You'll spend a lot of time completing tasks for the various different camps that you'll encounter - each of which has its own set of rules and morality imposed by a leader. The interplay and relationships between these small groups is at the centre of the game's moral compass, shades of grey in their relationships painted out as conversations and story arcs reveal their origins, the motivations of their leaders, and the way in which these play along with or against Deacon St. John's own stance on such matters. He exists alongside but separate to all of them, working for all but allegiant to none at the beginning of the game. His motivation is mainly looking after those closest to him, and chasing down his missing wife.


With that in mind, he's one of the most interesting protagonists I've come across in games for a while. Yes, he's a gruff white guy who knows how to handle a gun - but he's also riddled with regrets and self-doubt. His drifter status is one that he's chosen for himself, but it seems almost self-imposed - as if he doesn't trust himself enough to become a part of one of the fledgling communities that he visits, in spite of regular offers from them for him to join them on a more permanent basis. He's a man who has lived and loved and lost, and feels that he has himself to blame for a lot of what goes on around him - and it's something that I think a lot of people can relate to in one way or another. You get the feeling that he knows how emotionally damaged he is and is powerless to start resolving it - and the emptiness and danger of the world he exists in is a reflection of his own mental state.

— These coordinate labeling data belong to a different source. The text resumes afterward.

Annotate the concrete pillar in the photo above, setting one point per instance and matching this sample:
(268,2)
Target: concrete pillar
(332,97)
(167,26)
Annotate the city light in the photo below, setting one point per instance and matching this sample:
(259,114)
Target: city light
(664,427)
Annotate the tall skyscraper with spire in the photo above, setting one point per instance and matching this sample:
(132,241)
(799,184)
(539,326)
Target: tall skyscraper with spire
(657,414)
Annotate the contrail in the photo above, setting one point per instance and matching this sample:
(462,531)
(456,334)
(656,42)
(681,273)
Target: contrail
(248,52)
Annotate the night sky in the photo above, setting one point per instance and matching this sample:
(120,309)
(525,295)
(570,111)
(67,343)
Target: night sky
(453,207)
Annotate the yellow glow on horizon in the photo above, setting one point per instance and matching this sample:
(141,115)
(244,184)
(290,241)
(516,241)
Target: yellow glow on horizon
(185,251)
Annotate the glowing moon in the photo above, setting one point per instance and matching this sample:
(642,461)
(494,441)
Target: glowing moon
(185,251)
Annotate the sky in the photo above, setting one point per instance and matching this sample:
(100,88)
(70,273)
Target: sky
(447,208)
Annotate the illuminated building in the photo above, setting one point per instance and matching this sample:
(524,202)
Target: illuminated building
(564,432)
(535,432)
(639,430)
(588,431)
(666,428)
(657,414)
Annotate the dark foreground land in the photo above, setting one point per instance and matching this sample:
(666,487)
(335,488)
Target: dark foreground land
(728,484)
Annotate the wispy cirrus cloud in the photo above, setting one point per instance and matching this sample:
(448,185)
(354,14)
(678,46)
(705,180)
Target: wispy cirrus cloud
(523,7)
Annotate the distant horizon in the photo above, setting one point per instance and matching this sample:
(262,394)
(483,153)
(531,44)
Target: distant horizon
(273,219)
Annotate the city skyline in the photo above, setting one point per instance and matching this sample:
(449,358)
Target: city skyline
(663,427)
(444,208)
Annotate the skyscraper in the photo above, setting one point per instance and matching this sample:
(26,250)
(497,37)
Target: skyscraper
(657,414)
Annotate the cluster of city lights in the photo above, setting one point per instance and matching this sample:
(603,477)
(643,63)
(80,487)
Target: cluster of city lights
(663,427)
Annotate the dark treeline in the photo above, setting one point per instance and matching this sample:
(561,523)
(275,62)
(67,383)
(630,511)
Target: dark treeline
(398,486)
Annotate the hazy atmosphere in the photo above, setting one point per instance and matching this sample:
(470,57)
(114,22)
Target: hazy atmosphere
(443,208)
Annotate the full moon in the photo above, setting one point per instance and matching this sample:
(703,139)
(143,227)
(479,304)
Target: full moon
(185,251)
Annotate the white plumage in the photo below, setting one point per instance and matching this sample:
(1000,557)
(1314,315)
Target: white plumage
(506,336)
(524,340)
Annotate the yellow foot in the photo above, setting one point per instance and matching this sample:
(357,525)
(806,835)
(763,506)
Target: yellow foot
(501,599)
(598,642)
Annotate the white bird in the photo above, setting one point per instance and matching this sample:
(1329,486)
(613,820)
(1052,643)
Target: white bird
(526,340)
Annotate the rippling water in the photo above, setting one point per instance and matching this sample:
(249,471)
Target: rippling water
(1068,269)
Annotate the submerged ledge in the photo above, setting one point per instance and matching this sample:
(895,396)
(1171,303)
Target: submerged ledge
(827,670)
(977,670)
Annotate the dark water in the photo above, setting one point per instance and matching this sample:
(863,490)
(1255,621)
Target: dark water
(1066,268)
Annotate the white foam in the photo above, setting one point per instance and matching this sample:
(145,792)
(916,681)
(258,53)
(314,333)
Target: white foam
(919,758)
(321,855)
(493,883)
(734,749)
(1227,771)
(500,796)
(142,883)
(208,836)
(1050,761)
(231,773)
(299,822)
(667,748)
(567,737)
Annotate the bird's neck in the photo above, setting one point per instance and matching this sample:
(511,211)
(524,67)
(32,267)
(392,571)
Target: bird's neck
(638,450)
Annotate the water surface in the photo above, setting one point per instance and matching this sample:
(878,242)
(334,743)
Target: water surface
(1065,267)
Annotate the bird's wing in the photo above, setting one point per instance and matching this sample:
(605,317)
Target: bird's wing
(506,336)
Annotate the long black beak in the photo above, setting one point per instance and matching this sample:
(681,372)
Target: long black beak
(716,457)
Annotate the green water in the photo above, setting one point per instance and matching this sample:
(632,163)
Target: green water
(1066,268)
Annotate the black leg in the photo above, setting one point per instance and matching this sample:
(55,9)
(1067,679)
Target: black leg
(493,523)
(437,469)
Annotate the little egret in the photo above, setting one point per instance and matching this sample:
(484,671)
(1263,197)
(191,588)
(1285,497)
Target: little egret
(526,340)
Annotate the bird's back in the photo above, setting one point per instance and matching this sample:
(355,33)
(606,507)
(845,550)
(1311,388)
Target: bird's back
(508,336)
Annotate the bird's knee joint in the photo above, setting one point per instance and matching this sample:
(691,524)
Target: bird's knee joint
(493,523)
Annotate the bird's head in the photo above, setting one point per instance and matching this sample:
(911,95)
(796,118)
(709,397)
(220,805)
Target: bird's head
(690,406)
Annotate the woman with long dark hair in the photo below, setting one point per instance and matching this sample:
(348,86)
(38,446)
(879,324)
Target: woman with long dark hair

So, it's a game that feels greater than the sum of its parts, in a lot of ways. The combat can be clunky, the stealth can be unreliable. The writing can be cliched, and the plot twists occasionally predictable. The missions are often the standard busywork of video game quests, regarding you to go to a place and do a thing and then return - whether that thing is find someone, find an item, kill a person, eavesdrop a conversation... whatever. Very little, if any of it, is actually new - and yet somehow it doesn't matter. All the things that drove me nuts about Ghost of Tsushima are here, and for some reason working together to create a compelling experience for me where they failed so spectacularly to do so before. Deacon St. John as a character is interesting and engaging enough to hold my attention, and the world is gloriously detailed. For a game that I'd expected to be little more than a "Daryl Dixon simulator," I've been pleasantly surprised at every step.


If ever an example of a game was needed as proof that you can't always follow the lead of the critics and the influencers, Days Gone is probably it. This game was panned on release... and is one that I'll remember extremely fondly. With hopes for a sequel all but dashed at this point, it'll stand as a one-shot story that leaves us all wondering what could have been.